GM’s Dangerous Lemon Saga Continues
GM Denies Calls To Extend Ignition Switch Fund Deadline
General Motors Co. doesn’t plan to extend its Jan. 31 deadline for applications to the fund it established last year to compensate the victims of a deadly ignition switch defect, the automaker said Thursday, despite pleas from two Democratic senators.
GM has decided not to extend the deadline, a spokesman for the company confirmed on Thursday, days after the fund’s administrator Kenneth Feinberg reported he had approved claims for at least 50 deaths stemming from the defect. In doing so, it refused a request from two Democratic senators who urged CEO Mary Barra to push back the Jan. 31 cutoff date for claims submissions to the fund.
In their letter to Barra, U.S. Sens. Richard Blumenthal, D-Conn., and Edward Markey, D-Mass., called the compensation fund deadline “arbitrary,” saying it did not give enough time to potential victims awaiting a New York bankruptcy court’s decision on the extent of GM’s liability to them, if any.
“We have done extensive outreach to inform our customers and have sent more than 5 million letters,” said GM spokesman James Cain. “Taken together with the publicity surrounding this, we believe that the awareness about the fund is very high. We extended the deadline once, and we decided we have no plans to do it another time.”
The ignition switch compensation fund began accepting claims in August, but GM said in November it would extend the deadline for applications to the fund from Dec. 31 to Jan. 31. The automaker made the announcement amid criticism that it had already hit long delays in notifying eligible victims, including the family of a woman who died in 2003.
Critics of the compensation fund’s short application window pointed to the automaker’s silence on the cause of death of Jean Averill, a Connecticut woman who died in 2003 when she lost control of her Saturn Ion.
Averill’s family had believed her death to be health-related, according to Bob Hilliard of Hilliard Munoz Gonzales LLP, an attorney for her family, until they learned only years later that Averill was among the 13 victims whose deaths GM acknowledges were caused by the ignition switch defect.
In their letter Wednesday, Markey and Blumenthal pointed to the ongoing criminal investigation into GM’s knowledge of the defect, as well as its reopened bankruptcy before U.S. Bankruptcy Judge Robert Gerber in New York. Gerber is considering whether GM obtained its Chapter 11 exit in 2009 by fraudulently hiding its knowledge of the defect.
“The Department of Justice is investigating whether any criminal conduct was involved in GM’s handling of the ignition switch defect. Further, several victims who have decided to pursue claims in court are waiting on a federal court determination of the extent of GM’s liability in the aftermath of its 2009 bankruptcy,” the senators said in a joint statement Wednesday.

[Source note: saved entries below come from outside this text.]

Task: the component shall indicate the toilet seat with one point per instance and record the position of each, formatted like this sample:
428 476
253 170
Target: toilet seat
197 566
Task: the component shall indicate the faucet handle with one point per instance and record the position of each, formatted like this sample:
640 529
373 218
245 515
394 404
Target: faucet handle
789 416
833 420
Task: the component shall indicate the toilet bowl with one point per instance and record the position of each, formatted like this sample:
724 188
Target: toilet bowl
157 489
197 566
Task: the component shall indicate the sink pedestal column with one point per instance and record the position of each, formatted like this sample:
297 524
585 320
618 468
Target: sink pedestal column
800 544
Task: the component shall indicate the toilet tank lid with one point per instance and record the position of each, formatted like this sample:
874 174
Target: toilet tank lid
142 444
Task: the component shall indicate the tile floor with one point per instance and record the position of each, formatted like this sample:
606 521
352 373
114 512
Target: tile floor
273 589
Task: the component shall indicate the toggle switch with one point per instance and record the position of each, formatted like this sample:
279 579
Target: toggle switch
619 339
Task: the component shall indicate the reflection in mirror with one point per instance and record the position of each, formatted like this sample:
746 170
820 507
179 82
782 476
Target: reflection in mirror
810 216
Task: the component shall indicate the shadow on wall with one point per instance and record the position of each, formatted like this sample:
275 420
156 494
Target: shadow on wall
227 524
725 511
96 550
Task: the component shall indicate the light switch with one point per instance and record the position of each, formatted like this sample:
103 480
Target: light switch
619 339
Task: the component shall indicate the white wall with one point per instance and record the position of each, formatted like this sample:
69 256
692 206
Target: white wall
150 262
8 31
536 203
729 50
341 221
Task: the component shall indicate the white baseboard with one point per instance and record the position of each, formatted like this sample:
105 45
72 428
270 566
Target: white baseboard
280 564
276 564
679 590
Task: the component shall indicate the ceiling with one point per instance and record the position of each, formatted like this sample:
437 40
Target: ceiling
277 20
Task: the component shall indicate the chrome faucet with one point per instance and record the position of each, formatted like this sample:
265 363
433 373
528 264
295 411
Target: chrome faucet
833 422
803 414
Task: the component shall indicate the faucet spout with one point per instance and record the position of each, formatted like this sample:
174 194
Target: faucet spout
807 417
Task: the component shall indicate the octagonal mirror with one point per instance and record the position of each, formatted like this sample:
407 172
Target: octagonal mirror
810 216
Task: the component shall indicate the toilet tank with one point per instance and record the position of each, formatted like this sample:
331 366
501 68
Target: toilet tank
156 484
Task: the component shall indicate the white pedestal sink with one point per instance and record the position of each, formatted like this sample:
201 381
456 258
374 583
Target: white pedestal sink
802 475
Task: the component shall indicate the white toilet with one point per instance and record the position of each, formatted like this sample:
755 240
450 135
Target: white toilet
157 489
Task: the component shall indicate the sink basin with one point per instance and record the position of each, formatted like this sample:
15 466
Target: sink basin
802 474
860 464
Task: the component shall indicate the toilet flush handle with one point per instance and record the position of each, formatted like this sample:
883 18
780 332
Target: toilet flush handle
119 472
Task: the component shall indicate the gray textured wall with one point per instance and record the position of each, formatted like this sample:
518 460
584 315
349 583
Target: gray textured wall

“Put simply, right now, injured parties do not know enough about their legal rights or facts to make an informed decision,” they added. “Indeed, they cannot have sufficient information until the DOJ concludes its criminal investigation and the bankruptcy court decides whether to lift the liability shield that GM now unjustifiably hides behind.”
The administrator for the GM ignition switch compensation fund has approved 50 claims for death and 75 for injuries, according to a report he issued earlier this month.
While GM itself has acknowledged 13 deaths related to the deadly defect, which can cause the ignition switch to jostle out of position and stall the vehicle, fund administrator Feinberg has steadily approved a growing number of death claims since he began accepting claims applications.